YORUM: Savcı, lütfen göreve!

YORUM: Savcı, lütfen göreve!

Evet, Cumhurbaşkanı Joachim Gauck haklı: Almanya değişecek. Bu yıl içerisinde 1 milyon sığınmacı, belki gelecek yıl bunun iki katı. Bu, bir toplum için esnetme egzersizlerinden de fazlası demek. Gauck, Alman toplumunun ne yöne doğru değişeceğini ise ucu açık bıraktı. Dünyada hayranlık uyandıran, sığınmacıların Alman tren garları, pazar yerleri ve mülteci kamplarındaki karşılanması, bir ulusun kendini nasıl gördüğünün asil bir versiyonu. Buna karşın barlarda ve kaldırımlarda yeniden sesi yükselen ırkçılık ise her makul Almanın en korkulu rüyası.

Kuzu vatandaş postunda ırkçı kurt

Kuşkusuz bağnazlar, gerikafalılar ve ayaktakımı her zaman var olmuştur. Hep kompleksli ve kasıntıydılar, hala da öyleler. Topulumumuzda çoğunlukla istikrarlı ama küçük bir sosyal grubu oluşturuyorlar. II. Dünya Savaşı'ndan sonra Almanya'da gizli aşırı sağcılık fenomeni yeterince önemsenmedi. Şimdi sokak ve internet platformlarında gözlemlediğimiz ırkçılık, aslında bunun, orta sınıfın "endişeli vatandaşlar"ı sayesinde kitleler halinde çoğalmasıdır. Artık onlar, Pegida, AfD ve NPD gibi kışkırtıcı hareketlerin de eşliğinde her zaman zaten düşündüklerini dile getirmeye cesaret ediyorlar.

Analog zamanlarda da yabancı ve anlaşılmaz görünen herşeyden uzak durmakla kendi dengesini koruduğuna inanan, şimdiki dijital dünyanın çaresiz ve öfkeli kişileri... Sığınmacılarla birlikte kendi yaşam paranoyasına bir projeksiyon perdesi buldular. Psikologlar ve sosyologlar lütfen bize neden iyi eğitim almış 50’li yaşlardakilerin de ırkçılığa eğilimli olduğunu ortaya koysunlar. Sadece şu an, sokak ve internetteki taşkınlık üzerine felsefe yapmak için iyi bir zaman değil.
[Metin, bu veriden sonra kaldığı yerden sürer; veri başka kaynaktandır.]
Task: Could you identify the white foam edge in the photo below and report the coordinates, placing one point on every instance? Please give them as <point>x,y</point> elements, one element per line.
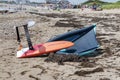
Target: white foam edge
<point>21,52</point>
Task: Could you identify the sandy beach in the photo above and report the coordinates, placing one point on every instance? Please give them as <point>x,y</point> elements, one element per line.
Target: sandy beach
<point>106,66</point>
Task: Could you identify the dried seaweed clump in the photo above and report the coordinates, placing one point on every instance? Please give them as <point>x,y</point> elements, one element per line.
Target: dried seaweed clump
<point>60,58</point>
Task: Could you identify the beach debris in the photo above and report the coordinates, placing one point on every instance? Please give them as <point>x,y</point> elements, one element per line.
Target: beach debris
<point>89,71</point>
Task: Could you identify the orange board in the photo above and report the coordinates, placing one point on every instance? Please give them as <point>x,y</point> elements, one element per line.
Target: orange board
<point>44,48</point>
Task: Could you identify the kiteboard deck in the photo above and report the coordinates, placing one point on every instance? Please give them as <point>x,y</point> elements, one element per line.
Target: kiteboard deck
<point>44,48</point>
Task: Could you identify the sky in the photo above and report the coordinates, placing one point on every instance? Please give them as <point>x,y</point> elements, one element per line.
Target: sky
<point>77,1</point>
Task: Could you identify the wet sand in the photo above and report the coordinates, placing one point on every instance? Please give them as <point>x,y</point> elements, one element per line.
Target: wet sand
<point>105,66</point>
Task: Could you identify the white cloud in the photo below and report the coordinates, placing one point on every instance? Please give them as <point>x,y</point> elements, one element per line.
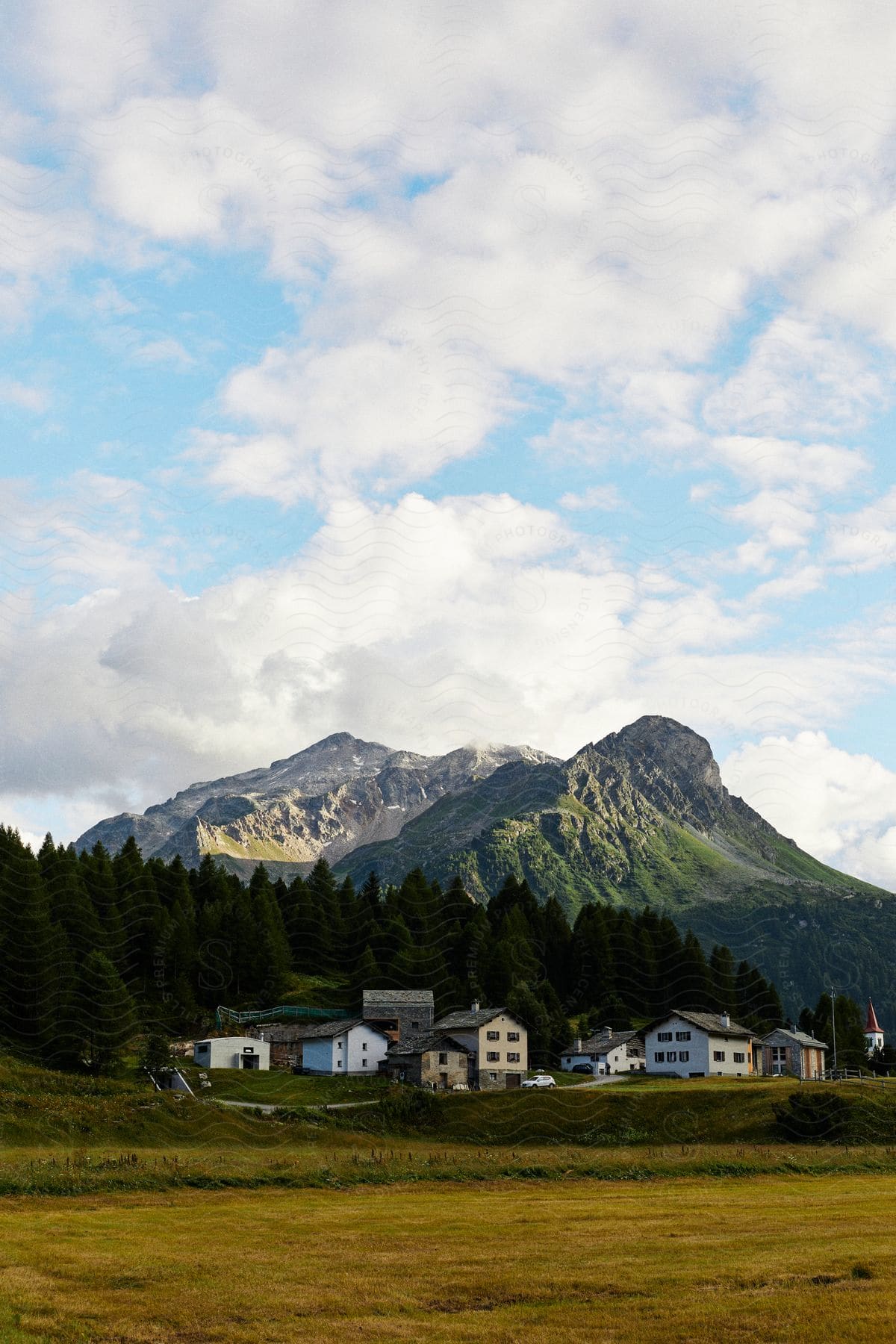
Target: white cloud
<point>23,396</point>
<point>381,411</point>
<point>394,623</point>
<point>164,351</point>
<point>605,497</point>
<point>798,379</point>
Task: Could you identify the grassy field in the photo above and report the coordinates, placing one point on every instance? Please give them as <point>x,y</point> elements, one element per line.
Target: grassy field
<point>637,1110</point>
<point>691,1260</point>
<point>279,1088</point>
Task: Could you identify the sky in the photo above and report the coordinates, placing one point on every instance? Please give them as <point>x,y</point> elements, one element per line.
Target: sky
<point>448,374</point>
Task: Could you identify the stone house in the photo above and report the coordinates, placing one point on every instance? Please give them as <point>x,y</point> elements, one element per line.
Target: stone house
<point>285,1041</point>
<point>496,1043</point>
<point>399,1012</point>
<point>699,1045</point>
<point>430,1061</point>
<point>786,1051</point>
<point>608,1053</point>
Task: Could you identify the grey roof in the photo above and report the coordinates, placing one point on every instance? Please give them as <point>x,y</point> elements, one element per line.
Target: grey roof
<point>388,998</point>
<point>602,1045</point>
<point>801,1036</point>
<point>417,1045</point>
<point>470,1021</point>
<point>706,1021</point>
<point>327,1030</point>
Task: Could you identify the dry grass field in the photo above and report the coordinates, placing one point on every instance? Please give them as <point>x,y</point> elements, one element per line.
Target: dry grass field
<point>770,1258</point>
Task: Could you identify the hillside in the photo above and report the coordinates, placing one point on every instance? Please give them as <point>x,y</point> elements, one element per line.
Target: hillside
<point>641,816</point>
<point>637,818</point>
<point>326,800</point>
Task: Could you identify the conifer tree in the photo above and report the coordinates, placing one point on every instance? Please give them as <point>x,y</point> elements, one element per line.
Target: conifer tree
<point>105,1012</point>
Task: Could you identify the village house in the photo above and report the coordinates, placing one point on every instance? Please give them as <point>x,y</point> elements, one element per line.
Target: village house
<point>874,1035</point>
<point>430,1061</point>
<point>285,1041</point>
<point>699,1045</point>
<point>399,1012</point>
<point>496,1042</point>
<point>348,1046</point>
<point>608,1053</point>
<point>231,1053</point>
<point>786,1051</point>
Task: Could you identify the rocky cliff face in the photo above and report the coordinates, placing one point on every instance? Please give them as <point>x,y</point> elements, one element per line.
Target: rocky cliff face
<point>327,800</point>
<point>641,815</point>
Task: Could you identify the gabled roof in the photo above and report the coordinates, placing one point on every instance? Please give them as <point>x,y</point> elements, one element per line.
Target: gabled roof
<point>602,1045</point>
<point>418,1045</point>
<point>800,1036</point>
<point>388,998</point>
<point>709,1021</point>
<point>472,1021</point>
<point>328,1030</point>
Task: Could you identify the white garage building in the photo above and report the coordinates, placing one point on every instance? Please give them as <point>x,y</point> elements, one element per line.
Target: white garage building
<point>231,1053</point>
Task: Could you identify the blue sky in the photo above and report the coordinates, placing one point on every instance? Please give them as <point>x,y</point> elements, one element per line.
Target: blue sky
<point>358,379</point>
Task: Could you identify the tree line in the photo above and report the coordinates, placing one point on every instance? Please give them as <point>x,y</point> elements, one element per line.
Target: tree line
<point>94,947</point>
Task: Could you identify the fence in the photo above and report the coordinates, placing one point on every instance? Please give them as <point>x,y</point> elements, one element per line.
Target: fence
<point>282,1014</point>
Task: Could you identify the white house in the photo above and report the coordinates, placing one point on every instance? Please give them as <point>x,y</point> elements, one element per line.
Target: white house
<point>608,1053</point>
<point>231,1053</point>
<point>497,1045</point>
<point>348,1046</point>
<point>699,1045</point>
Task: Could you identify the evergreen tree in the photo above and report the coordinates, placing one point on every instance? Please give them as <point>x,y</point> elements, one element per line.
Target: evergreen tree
<point>107,1014</point>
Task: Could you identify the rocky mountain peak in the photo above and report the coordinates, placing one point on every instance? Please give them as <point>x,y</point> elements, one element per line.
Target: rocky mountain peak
<point>672,765</point>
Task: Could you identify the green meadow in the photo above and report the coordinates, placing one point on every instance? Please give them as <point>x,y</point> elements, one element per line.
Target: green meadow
<point>635,1211</point>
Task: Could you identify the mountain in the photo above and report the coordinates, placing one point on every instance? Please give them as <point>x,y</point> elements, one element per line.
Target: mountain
<point>642,818</point>
<point>326,800</point>
<point>638,818</point>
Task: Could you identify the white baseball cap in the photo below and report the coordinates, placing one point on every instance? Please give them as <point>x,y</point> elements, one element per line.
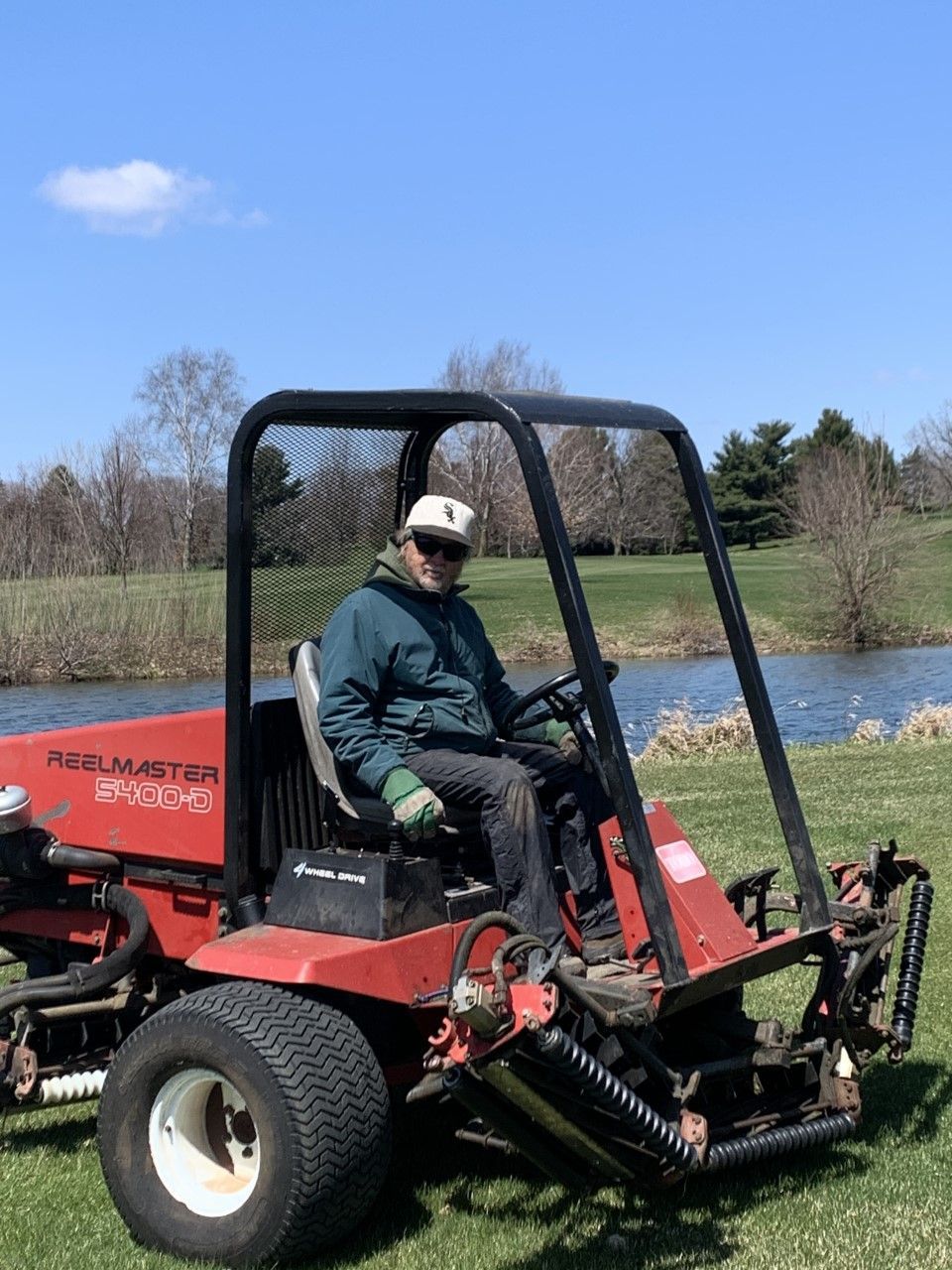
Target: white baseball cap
<point>444,517</point>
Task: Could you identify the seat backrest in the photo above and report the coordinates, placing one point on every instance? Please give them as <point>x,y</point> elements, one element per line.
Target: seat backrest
<point>306,675</point>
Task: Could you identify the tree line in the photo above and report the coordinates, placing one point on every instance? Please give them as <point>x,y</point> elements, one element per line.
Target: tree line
<point>151,497</point>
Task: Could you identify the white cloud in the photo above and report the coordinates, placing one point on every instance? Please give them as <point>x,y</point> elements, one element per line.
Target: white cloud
<point>137,197</point>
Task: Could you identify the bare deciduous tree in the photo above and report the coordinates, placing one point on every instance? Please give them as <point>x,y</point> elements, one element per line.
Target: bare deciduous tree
<point>116,490</point>
<point>476,461</point>
<point>844,500</point>
<point>193,403</point>
<point>933,437</point>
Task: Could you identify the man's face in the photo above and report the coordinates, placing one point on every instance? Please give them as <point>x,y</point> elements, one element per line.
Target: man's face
<point>431,572</point>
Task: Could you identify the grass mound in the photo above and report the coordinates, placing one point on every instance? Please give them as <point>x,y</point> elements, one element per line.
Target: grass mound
<point>927,721</point>
<point>680,733</point>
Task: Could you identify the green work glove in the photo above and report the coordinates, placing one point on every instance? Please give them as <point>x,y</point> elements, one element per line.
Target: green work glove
<point>416,807</point>
<point>565,740</point>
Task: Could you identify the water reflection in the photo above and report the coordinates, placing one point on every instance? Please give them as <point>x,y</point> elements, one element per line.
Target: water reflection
<point>817,697</point>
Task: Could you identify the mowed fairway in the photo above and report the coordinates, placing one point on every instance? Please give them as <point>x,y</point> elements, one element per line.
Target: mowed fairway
<point>881,1202</point>
<point>167,625</point>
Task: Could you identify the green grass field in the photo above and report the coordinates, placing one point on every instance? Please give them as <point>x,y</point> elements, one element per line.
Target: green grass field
<point>880,1202</point>
<point>167,625</point>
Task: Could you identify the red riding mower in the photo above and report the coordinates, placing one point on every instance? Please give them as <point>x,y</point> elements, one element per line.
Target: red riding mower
<point>245,957</point>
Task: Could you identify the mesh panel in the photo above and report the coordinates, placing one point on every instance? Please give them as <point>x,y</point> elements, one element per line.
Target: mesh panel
<point>324,500</point>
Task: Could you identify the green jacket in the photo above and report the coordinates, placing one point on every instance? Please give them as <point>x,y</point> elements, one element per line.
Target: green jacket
<point>405,670</point>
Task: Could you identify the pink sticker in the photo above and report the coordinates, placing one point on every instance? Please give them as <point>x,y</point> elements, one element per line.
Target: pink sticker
<point>680,861</point>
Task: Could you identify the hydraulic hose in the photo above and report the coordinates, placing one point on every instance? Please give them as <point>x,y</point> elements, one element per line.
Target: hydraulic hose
<point>82,980</point>
<point>80,857</point>
<point>467,942</point>
<point>910,966</point>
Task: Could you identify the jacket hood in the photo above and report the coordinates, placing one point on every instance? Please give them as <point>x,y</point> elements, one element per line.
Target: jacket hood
<point>390,568</point>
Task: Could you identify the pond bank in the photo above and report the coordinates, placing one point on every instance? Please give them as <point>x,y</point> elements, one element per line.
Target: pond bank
<point>202,658</point>
<point>816,697</point>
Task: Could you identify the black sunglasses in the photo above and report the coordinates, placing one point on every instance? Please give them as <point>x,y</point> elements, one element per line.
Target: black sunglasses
<point>452,552</point>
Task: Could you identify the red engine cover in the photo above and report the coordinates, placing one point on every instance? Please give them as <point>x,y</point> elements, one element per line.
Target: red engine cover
<point>146,788</point>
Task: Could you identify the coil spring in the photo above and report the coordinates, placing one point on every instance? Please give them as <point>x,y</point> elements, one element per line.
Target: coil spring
<point>777,1142</point>
<point>608,1092</point>
<point>71,1088</point>
<point>910,966</point>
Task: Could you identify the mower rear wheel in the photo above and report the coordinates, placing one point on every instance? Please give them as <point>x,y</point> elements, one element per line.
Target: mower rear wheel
<point>244,1123</point>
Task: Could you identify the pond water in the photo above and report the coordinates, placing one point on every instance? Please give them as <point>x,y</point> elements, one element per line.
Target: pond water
<point>816,697</point>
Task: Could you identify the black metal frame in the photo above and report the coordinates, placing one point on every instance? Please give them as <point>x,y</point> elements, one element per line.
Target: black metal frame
<point>425,414</point>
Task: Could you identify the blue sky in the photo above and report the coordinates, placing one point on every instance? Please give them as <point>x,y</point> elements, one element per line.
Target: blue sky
<point>737,211</point>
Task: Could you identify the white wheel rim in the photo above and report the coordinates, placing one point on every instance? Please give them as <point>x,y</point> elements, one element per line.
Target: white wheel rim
<point>204,1142</point>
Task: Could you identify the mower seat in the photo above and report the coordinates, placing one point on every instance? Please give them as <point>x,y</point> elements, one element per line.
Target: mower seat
<point>368,815</point>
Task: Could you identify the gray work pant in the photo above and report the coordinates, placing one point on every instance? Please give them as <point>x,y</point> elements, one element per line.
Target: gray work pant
<point>512,786</point>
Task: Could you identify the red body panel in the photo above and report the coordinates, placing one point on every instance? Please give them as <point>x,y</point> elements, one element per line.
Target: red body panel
<point>407,970</point>
<point>710,930</point>
<point>151,790</point>
<point>143,789</point>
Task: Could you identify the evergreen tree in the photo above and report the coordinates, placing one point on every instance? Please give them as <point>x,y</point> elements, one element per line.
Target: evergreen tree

Başbakan Merkel, Yardımcısı Gabriel gibi poltikacıları darağacında görmek isteyen, mültecileri "kurşuna dizen" bu deforme olmuş beyinleri tedavi edemeyebiliriz. Ama hemen şu an ihtiyacımız olan bir şey var. O da hukukun tutarlı bir şekilde tatbikidir: Bizim bir Anayasa ve yasalarımız var. İnternette yayılan nefret söylemleri ve özellikle Pegida gösterilerinde dile getirilenler, polis ve savcılığı göreve çağırıyor.

Demokrasi dayanıklı olmalı

Neden Dresden’de sağ popülist Türk asıllı Alman yazar Akif Pirinçci’nin iğrenç nefret konuşmasını tamamlamasına izin verildi? Oysa yazarın polis tarafından sahneden indirilmesi gerekirdi. Neden Nazi sembolleri saatlerce sokaklarda taşındı? Polis neredeydi, savcılık neredeydi?

Demokrasi kendi kendini savunan bir şey değildir. Onun korunması, sağlam olması gerekir. Bunun için yeni yasalara ihtiyacımız yok, mevcut olanları kullanmamız yeterli. Eğer bunlar Dresden'deki Pegida gösterisinde uygulanmış olsaydı sığınmacılara karşı ayaklananlara ürkekçe destek veren birçok kişi için caydırıcı olabilirdi. Bizim şimdiye dek takındığımız pasif tutum, söz konusu kiteleler için neredeyse baraj kapaklarının açılması gibi bir etki yaratıyor. Evet, Alman toplumunun değişeceği kesinlikle tartışma götürmüyor. Sadece hangi yönde değişeceği henüz belli değil.